O respeito pela instituição “Justiça” é um princípio do Jornal do Brasil. Acatamos sem pestanejar suas decisões. Pagamos dívidas que sequer construímos, quitamos débitos contraídos por outros no passado, numa clara demonstração do quanto as deliberações jurídicas nos são imperativas.

E neste contexto, não deixaremos que a instituição “Justiça” seja desmoralizada com denuncismos escusos e sem um objetivo claro.

Editorial do JORNAL DO BRASIL em 26/01/2012

“O Feitiço e o Feiticeiro” 1

Editorial – O Feitiço e o Feiticeiro

O móvel da mais recente pendenga intra muros do judiciário, que confronta o CNJ e o STF, é a explicação da quebra de sigilo bancário de mais de 200 mil pessoas no afã de encontrar irregularidades.

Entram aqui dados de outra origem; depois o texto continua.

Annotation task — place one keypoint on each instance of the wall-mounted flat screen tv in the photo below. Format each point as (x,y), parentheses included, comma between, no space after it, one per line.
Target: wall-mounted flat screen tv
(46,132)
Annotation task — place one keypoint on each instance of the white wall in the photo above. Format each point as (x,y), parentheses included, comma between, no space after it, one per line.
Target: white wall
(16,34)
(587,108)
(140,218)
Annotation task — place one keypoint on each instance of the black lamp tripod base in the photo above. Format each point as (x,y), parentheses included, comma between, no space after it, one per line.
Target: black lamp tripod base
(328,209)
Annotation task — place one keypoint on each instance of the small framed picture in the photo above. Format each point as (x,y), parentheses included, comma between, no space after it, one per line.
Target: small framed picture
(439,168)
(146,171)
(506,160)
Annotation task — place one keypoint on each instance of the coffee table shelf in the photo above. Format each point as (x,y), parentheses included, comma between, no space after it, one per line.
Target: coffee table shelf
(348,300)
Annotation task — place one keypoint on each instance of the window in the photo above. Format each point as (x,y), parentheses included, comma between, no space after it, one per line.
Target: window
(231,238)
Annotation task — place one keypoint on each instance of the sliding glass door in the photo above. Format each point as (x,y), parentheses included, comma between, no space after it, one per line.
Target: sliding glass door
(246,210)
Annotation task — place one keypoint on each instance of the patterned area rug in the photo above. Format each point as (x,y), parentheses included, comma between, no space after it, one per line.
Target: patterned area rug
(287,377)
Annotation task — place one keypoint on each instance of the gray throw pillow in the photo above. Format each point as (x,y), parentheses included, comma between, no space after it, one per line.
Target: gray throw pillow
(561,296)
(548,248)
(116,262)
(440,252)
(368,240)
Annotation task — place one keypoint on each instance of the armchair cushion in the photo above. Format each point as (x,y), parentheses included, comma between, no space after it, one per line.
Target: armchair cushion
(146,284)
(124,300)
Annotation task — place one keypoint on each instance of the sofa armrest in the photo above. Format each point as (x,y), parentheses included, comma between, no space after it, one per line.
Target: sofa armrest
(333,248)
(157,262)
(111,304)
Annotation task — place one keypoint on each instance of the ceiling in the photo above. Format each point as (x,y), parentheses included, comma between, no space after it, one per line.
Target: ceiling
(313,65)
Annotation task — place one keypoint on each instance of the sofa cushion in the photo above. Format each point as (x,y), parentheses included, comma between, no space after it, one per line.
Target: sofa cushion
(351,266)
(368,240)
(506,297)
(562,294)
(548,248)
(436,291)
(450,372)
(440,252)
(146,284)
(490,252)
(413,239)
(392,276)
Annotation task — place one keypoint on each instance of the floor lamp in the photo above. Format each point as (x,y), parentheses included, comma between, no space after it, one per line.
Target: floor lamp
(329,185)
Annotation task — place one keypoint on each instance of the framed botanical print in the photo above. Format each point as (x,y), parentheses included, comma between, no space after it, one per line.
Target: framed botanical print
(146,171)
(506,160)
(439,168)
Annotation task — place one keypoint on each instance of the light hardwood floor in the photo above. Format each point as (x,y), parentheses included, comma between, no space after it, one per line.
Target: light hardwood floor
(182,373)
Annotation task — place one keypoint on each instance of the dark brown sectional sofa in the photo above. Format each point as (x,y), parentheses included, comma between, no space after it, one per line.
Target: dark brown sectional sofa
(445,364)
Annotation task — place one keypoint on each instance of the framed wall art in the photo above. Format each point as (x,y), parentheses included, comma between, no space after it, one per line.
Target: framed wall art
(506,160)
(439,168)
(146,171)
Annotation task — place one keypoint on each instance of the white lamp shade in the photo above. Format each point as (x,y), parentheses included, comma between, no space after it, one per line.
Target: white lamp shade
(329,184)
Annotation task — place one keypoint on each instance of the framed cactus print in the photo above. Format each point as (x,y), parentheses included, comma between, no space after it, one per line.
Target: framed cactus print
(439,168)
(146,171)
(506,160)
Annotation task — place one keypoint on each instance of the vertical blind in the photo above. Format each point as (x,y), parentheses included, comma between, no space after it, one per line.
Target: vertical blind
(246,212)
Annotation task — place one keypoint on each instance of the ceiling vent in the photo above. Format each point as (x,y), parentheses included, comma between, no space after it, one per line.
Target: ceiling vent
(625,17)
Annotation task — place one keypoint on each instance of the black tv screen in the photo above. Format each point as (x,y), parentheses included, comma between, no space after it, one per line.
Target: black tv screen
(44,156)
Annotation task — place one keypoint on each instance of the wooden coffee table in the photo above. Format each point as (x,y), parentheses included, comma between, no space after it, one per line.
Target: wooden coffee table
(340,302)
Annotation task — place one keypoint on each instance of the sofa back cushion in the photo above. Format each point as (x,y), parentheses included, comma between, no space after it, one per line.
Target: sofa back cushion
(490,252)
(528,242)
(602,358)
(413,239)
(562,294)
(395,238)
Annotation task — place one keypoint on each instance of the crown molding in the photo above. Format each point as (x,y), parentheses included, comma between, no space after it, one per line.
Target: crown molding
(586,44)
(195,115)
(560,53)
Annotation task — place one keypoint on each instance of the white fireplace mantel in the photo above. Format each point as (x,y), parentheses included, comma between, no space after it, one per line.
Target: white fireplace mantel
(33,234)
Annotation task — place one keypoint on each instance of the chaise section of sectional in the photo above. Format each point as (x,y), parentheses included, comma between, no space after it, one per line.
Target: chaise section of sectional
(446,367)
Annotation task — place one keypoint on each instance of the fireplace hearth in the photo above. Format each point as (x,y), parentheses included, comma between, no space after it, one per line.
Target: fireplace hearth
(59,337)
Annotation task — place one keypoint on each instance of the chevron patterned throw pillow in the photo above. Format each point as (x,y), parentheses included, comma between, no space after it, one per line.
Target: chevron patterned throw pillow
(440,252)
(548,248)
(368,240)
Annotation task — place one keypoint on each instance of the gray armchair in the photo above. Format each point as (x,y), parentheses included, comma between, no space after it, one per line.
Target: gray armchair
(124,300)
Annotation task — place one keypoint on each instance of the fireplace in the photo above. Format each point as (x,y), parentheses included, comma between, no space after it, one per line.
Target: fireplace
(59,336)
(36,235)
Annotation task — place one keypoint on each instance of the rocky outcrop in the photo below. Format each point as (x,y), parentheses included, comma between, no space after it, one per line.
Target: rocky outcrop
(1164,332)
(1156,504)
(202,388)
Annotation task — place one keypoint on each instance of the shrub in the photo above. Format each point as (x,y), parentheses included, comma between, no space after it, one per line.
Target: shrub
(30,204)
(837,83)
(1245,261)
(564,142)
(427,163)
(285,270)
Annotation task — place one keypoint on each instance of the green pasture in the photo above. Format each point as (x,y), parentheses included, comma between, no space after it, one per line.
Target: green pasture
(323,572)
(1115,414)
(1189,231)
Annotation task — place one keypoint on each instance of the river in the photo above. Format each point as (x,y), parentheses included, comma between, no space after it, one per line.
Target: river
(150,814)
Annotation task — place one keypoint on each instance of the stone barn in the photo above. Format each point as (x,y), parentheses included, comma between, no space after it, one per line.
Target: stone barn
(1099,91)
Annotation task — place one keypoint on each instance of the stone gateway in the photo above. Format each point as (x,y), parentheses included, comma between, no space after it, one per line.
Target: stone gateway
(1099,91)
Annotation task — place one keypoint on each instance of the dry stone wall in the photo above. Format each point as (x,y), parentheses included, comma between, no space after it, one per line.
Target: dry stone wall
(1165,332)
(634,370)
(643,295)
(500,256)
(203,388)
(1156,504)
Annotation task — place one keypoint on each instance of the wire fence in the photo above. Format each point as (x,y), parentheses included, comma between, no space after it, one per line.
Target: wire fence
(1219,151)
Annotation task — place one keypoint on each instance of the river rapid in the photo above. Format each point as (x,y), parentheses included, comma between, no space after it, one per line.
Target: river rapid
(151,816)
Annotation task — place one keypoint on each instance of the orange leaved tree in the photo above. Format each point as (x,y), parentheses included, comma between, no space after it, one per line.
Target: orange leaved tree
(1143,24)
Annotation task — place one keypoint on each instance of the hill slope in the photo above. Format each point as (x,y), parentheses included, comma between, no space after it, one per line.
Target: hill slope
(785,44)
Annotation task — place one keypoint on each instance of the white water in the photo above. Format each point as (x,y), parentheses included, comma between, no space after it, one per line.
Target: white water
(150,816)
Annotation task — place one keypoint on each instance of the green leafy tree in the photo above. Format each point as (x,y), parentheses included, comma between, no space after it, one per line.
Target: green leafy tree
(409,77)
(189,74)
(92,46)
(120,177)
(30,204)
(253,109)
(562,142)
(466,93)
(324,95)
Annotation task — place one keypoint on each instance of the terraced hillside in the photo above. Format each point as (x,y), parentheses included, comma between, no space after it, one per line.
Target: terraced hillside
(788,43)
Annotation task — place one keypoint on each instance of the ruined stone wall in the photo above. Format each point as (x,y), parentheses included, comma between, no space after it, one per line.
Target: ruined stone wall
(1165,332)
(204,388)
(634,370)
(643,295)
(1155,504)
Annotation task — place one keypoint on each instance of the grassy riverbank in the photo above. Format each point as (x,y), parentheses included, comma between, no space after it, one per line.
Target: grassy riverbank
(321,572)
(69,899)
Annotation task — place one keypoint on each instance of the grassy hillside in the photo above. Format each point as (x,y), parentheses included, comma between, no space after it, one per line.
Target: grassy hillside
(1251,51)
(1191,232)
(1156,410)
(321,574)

Os albores do noticiário recente davam conta de que as operações eram ilícitas e, por isso, poderiam ser objeto de investigações.

O Supremo Tribunal Federal entendeu que, sem fato certo, restaria insustentável essa bisbilhotice.

O momento agora é de metáforas; vale dizer: afirma-se que nem tudo que é atípico é ilegal!!!

O Brasil é um Estado Democrático de Direito e por isso somente o que é ilegal pode ser fruto de quebra de sigilo desde que autorizado “judicialmente”.

Tanto quanto nos é possível conhecer, nem o CNJ e nem o Coaf exercem funções judiciais, razão pela qual esse aleijão jurídico “atípico-legal” é eufemismo para encobrir ilegalidade e manifesta afronta à Constituição.

Mas, o que realmente chama a atenção é que essas supostas operações têm identidade, e que somente o CNJ e o Coaf sabem.

Seria lícito lançar uma nuvem de suspeita em toda a magistratura com esse inequívoco conhecimento de causa?

A fragilização de uma instituição tão cara à democracia como o é o Poder Judiciário e a sua Suprema Corte não se revela como uma faca de gumes perigosos para a nação?

Acresce a tudo isso um questionamento que resta irrespondível: se as supostas operações “atípicas” são tão antigas, onde andava o Coaf que não as noticiou?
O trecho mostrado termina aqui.